タイトルの「エル・カンタンテ」とは、歌手の中の歌手という意味でつかわれていて、彼がそう言われていた事。彼が一時所属していたサルサバンド、ファニア・オールスターズはサザン・オールスターズの命名の由来である事。など背景を聞いただけでのその偉大さが理解できる。
この映画はジェニファー・ロペスが製作、ジェニファーの夫の現役サルサ歌手マーク・アントニーが主演のエクトルを演じている。そしてジェニファー自身もエクトルの妻、プッチ役で出演し、夫婦ならではのリアルな演技を披露してくれる。また、ジェニファーとマークはともに20代~40代後半までを代役なしで演じているという点も見所の一つだ。

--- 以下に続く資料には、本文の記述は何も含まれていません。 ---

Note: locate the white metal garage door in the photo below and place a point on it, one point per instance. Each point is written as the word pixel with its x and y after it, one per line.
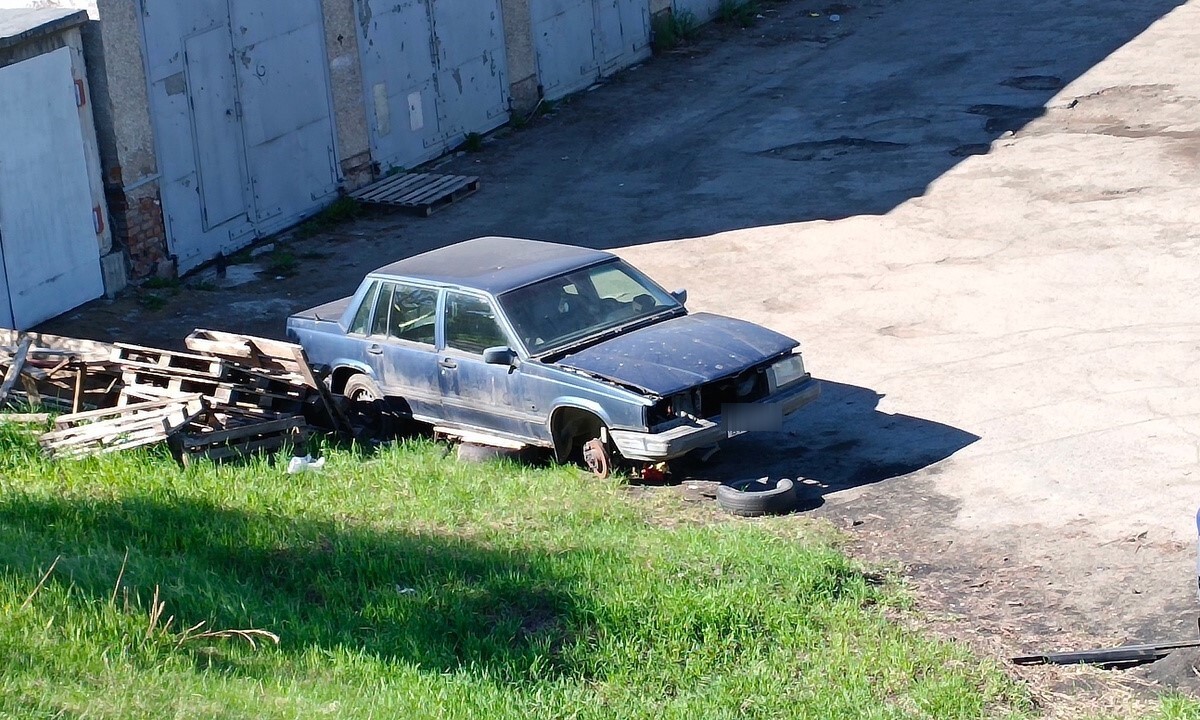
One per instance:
pixel 580 41
pixel 239 91
pixel 433 71
pixel 48 246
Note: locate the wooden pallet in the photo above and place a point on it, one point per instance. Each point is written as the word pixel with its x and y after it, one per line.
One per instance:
pixel 111 430
pixel 419 192
pixel 269 396
pixel 237 439
pixel 246 351
pixel 183 364
pixel 270 355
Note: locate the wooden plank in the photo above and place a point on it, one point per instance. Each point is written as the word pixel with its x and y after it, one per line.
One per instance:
pixel 31 391
pixel 30 418
pixel 419 195
pixel 243 450
pixel 18 361
pixel 245 349
pixel 391 186
pixel 450 185
pixel 155 359
pixel 88 349
pixel 245 431
pixel 66 420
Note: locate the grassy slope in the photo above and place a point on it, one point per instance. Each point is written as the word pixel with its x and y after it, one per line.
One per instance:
pixel 408 586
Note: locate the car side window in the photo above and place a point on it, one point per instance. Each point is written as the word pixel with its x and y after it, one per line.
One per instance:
pixel 383 304
pixel 471 324
pixel 413 313
pixel 363 317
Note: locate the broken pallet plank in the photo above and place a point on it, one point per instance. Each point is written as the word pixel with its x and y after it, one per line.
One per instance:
pixel 156 359
pixel 108 413
pixel 90 351
pixel 18 363
pixel 245 431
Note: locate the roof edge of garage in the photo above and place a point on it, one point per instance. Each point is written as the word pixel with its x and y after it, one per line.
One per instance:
pixel 22 25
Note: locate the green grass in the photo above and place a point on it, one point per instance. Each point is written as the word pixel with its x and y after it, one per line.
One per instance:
pixel 406 585
pixel 672 29
pixel 739 12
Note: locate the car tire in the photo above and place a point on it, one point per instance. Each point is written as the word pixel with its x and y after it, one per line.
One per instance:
pixel 367 407
pixel 757 497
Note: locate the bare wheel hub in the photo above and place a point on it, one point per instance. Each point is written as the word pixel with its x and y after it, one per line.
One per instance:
pixel 595 456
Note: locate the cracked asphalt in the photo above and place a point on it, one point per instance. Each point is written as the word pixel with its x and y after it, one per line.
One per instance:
pixel 983 222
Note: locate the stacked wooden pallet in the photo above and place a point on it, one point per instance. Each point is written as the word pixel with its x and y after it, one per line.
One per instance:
pixel 229 396
pixel 58 373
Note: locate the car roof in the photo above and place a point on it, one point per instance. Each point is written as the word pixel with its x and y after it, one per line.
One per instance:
pixel 495 264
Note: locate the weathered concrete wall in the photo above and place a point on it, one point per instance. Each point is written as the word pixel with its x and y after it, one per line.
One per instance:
pixel 123 117
pixel 81 70
pixel 112 47
pixel 346 79
pixel 521 55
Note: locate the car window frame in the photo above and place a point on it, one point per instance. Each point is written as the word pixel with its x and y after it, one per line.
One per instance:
pixel 364 293
pixel 367 291
pixel 437 310
pixel 497 313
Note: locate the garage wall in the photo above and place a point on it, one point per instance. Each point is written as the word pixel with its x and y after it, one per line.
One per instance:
pixel 241 108
pixel 49 262
pixel 432 72
pixel 580 41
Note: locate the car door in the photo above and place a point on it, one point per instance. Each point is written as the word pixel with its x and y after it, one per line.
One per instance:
pixel 475 394
pixel 401 346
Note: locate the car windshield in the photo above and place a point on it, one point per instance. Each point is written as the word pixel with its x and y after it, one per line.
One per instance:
pixel 555 312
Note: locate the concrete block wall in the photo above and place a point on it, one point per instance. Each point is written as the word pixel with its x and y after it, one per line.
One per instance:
pixel 521 55
pixel 346 83
pixel 76 39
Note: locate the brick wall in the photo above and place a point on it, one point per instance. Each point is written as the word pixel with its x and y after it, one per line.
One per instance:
pixel 138 226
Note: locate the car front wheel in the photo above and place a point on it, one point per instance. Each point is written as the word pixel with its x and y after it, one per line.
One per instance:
pixel 367 407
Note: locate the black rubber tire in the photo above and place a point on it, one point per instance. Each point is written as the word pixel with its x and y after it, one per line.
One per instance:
pixel 369 409
pixel 757 497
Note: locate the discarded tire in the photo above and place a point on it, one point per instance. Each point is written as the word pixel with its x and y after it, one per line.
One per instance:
pixel 756 497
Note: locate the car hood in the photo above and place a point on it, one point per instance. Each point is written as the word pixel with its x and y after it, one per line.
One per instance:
pixel 681 353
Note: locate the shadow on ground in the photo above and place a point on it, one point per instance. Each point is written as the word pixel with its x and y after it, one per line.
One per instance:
pixel 838 443
pixel 792 120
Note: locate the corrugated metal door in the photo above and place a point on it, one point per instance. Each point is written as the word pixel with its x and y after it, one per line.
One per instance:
pixel 433 70
pixel 216 126
pixel 286 108
pixel 469 43
pixel 243 119
pixel 624 33
pixel 563 36
pixel 51 256
pixel 580 41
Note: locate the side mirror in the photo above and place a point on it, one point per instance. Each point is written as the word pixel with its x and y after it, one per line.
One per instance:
pixel 501 355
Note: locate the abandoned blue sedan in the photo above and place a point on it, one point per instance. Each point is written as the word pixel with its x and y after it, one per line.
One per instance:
pixel 514 342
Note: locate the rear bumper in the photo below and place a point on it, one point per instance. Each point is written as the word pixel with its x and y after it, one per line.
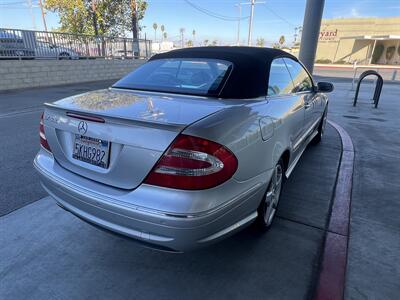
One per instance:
pixel 161 229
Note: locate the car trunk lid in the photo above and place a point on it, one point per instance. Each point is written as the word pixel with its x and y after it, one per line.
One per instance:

構成はジェニファーのインタビューによる回想という形式であったが全てジェニファー自身が演じていたので、本当のドキュメンタリーを見ているようであった。
また、マークのライブのシーンについてもフィルムコンサートを見ているようで、思わず拍手をしてしまいそうになるぐらい見事だった。

エル・カンタンテはドキュメンターリとライブを同時のたのしめるジェニファー渾身の1本です。(★★★★)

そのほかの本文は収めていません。